The new building was designed by Robert William Horn under the supervision of the City Engineer, A. B. McDonald in the Edwardian Baroque style, built in red sandstone and was officially opened by the Lord Provost of Glasgow, Sir John Ure Primrose, on 8 September 1904.

The design involved an asymmetrical main frontage of four bays facing Paisley Road. The second bay from the left featured a pair of doorways flanked by squat Doric order columns on the ground floor and four small windows, separated by narrow columns, on the mezzanine floor. These windows were flanked by pilasters and brackets supporting a large segmental pediment containing a panel carved with the city crest. On the first floor there were four more windows separated by Ionic order columns supporting an entablature and a frieze inscribed with the words "Kingston Halls", and on the second floor there was a Diocletian window. The bay was flanked by full-height pilasters supporting a modillioned pediment. The first and third bays from the left were fenestrated by bipartite windows on the ground floor and on the mezzanine floor, by oculi on the first floor and by single windows with balconies on the second floor. The right-hand bay featured a doorway leading to the library on the ground floor, a bipartite window on the mezzanine floor, and a niche containing statue of a female "figure of learning" on the first floor. The statue and the other carvings on the face of the building were sculpted by Richard Ferris. Internally, the principal rooms were the public library and a small assembly hall on the ground floor and a large assembly hall on the first floor. This was the first Carnegie library to be opened in Glasgow.

The structure was badly damaged in a large fire in 1948 and, following refurbishment, eventually re-opened in 1957. The main entrance lobby leading to the assembly halls was blocked off and the two doorways were replaced by four small windows. The area developed a significant immigrant community in the 1950s and the former president of the UN General Assembly, Sir Muhammad Zafarullah Khan, attended the Pakistan Independence Day celebrations in the building in August 1965. The halls were subsequently the scene of some racial and political tension.
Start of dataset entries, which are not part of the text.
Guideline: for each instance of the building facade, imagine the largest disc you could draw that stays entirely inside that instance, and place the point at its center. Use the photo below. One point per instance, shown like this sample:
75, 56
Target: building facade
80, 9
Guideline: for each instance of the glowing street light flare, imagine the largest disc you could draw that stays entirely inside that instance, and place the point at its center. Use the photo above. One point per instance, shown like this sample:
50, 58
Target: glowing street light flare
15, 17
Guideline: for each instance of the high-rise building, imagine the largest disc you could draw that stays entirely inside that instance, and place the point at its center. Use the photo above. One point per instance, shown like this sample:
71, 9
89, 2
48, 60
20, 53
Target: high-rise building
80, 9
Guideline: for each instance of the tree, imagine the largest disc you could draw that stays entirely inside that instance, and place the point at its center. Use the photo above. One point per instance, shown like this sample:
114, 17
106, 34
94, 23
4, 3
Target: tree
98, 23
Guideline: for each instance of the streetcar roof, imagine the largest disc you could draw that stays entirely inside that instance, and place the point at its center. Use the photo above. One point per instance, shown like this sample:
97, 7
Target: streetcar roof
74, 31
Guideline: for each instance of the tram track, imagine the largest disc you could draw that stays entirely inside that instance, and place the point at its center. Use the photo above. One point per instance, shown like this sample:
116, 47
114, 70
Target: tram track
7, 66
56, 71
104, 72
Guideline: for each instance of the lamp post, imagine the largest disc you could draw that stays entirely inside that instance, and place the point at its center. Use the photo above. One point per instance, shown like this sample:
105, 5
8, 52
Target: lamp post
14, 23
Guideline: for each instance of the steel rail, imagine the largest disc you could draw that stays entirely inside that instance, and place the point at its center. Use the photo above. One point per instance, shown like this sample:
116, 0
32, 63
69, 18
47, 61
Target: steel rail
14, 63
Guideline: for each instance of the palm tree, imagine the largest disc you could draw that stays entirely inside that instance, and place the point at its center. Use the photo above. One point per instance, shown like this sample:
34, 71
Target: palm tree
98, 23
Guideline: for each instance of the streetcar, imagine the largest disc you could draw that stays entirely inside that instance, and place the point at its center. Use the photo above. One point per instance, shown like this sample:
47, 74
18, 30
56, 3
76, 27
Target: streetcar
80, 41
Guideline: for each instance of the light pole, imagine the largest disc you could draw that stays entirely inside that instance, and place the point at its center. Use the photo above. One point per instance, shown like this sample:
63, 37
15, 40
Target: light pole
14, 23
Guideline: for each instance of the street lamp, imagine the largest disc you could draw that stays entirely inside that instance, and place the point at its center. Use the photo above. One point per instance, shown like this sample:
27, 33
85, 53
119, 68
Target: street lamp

In May 1974, the National Front politician, John Hughes, led a parade outside the building seeking to provoke picketing workers and, in the following year, a demonstration by trade unionists against fascism led to a skirmish known locally as the "Kingston Halls Police Riot": trade unionists claimed that they were "arrested and beaten" by the police.

In the early 1970s, the building was also the venue for the annual solo bagpipe competition organised by the Glasgow Uist and Barra Association. The building closed as an events venue in 1981, and subsequently became the offices of the Talbot Association, a charity established by Vincent Buchanan to provide accommodation and support to homeless people. The association established beds for some 60 homeless people in the building.